MAY 11: China claims to have shot down an American spy plane over the center of China. State Department categorically denies the story.
MAY 12: State Department admits that an American plane may have “inadvertently” strayed 2,000 miles into China, but denies that it was a spy plane.
MAY 13: State Department admits that the plane may have been a spy plane but denies that it was piloted by a US government employee.
MAY 14: State Department admits that the pilot was a civilian employee of a Defense Department contractor but denies that China exists.
JUNE 11: Homeland Security announces plan to collect the DNA at birth of every child born in the United States.
JULY 1: The air in Los Angeles reaches so bad a pollution level that the rich begin to hire undocumented workers to breathe for them.
AUGUST 6: The Justice Department announces that six people have been arrested in New York in connection with a plan to bomb the United Nations, the Empire State Building, the Times Square subway station, Madison Square Garden, and Lincoln Center.
AUGUST 7: Charges are dropped against four of “The New York Six” when it is determined that they are FBI agents.
AUGUST 16: At a major demonstration in Washington, the Tea Party demands an end to all government expenditures. They also warn Congress not to touch Social Security or Medicare.
AUGUST 26: Texas executes a 16-year-old girl for having an abortion and a 12-year-old boy for possession of marijuana.
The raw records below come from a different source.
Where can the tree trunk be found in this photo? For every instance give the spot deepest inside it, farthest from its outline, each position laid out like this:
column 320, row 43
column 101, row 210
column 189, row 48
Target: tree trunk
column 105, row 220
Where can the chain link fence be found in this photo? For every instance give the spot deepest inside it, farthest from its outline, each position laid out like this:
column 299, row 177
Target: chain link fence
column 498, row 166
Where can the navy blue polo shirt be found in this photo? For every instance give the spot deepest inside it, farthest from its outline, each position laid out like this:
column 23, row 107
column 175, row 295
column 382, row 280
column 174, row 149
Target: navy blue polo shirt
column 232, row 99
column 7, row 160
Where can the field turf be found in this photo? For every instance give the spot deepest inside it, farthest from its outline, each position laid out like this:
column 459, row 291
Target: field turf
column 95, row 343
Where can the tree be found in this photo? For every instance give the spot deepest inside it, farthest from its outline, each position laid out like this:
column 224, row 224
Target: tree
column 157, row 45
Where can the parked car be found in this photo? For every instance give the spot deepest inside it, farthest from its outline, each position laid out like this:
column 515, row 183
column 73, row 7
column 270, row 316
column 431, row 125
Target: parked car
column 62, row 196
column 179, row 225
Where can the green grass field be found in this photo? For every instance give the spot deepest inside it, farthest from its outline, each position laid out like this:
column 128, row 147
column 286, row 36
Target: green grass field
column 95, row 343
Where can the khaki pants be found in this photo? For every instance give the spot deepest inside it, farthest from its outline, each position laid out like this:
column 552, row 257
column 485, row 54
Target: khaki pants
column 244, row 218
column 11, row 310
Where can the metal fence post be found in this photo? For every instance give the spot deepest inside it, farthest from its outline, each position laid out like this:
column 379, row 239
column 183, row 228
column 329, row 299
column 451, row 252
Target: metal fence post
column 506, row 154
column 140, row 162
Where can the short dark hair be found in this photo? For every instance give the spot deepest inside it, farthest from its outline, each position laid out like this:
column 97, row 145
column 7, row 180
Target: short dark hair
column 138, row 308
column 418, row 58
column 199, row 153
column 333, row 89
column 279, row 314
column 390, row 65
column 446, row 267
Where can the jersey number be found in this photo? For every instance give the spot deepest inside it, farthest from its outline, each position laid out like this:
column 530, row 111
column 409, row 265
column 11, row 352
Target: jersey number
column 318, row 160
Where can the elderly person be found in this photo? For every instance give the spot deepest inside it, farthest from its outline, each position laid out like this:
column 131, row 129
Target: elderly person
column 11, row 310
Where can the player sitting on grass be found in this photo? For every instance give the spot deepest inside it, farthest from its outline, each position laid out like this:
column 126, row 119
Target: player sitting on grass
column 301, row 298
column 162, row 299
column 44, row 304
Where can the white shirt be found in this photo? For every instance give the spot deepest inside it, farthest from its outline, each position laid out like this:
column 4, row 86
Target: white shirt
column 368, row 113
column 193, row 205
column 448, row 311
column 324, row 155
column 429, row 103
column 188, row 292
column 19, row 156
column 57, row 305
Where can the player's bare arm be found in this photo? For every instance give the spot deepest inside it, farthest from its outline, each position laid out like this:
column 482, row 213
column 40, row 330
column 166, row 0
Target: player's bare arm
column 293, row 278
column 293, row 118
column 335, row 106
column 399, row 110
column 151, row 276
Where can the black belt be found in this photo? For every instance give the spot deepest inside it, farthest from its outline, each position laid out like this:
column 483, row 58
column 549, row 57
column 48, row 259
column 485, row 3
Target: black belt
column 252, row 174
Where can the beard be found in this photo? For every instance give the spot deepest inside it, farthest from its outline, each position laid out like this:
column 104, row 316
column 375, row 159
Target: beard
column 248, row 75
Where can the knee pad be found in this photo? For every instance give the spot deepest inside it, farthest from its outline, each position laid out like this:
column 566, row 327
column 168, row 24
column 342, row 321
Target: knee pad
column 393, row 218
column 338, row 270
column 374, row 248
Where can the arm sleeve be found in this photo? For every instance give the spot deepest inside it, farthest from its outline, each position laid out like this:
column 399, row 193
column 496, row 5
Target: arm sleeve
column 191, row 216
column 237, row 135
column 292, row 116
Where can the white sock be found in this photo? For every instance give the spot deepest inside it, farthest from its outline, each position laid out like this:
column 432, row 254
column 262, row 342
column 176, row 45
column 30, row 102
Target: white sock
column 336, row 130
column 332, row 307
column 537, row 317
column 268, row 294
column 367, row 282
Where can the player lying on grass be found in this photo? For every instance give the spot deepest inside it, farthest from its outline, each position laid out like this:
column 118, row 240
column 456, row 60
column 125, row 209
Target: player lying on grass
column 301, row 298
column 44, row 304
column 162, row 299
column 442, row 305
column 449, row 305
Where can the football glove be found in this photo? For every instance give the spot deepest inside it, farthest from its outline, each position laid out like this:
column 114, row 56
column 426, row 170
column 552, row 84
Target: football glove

SEPTEMBER 3: The Labor Department announces that Labor Day will become a celebration of America’s gratitude to its corporations, a day dedicated to the memory of J.P. Morgan and Pinkerton strike breakers killed in the line of duty.
SEPTEMBER 12: The draft is reinstated for males and females, ages 16 to 45. Those who are missing a limb or are blind can apply for non-combat roles.
SEPTEMBER 14: Riots breaks out in 24 American cities in protest of the new draft. 200,000 American troops are brought home from Afghanistan, Iraq, and 25 other countries to put down the riots.
SEPTEMBER 28: The Tea Party calls for giving embryos the vote.
OCTOBER 19: Cops the world over form a new association, Policemen’s International Governing Society. PIGS announces that its first goal will be to mount a campaign against the notion that a person is innocent until proven guilty, in those countries where the quaint notion still dwells.
NOVEMBER 8: The turnout for the US presidential election is 9.6%. The voting ballots are all imprinted: “From one person, one vote, to one dollar, one vote.” The winner is “None of the above”.
NOVEMBER 11: US prison population reaches 2.5 million. It is determined that at least 70 percent of the prisoners would not have been incarcerated a century ago, for the acts they committed were then not criminal violations.
DECEMBER 3: Supreme Court rules that police may search anyone if they have reasonable grounds for believing that the person has pockets.
DECEMBER 16: The Occupy Movement sets up a tent on the White House lawn. An hour later a missile fired from a drone leaves but a thin wisp of smoke.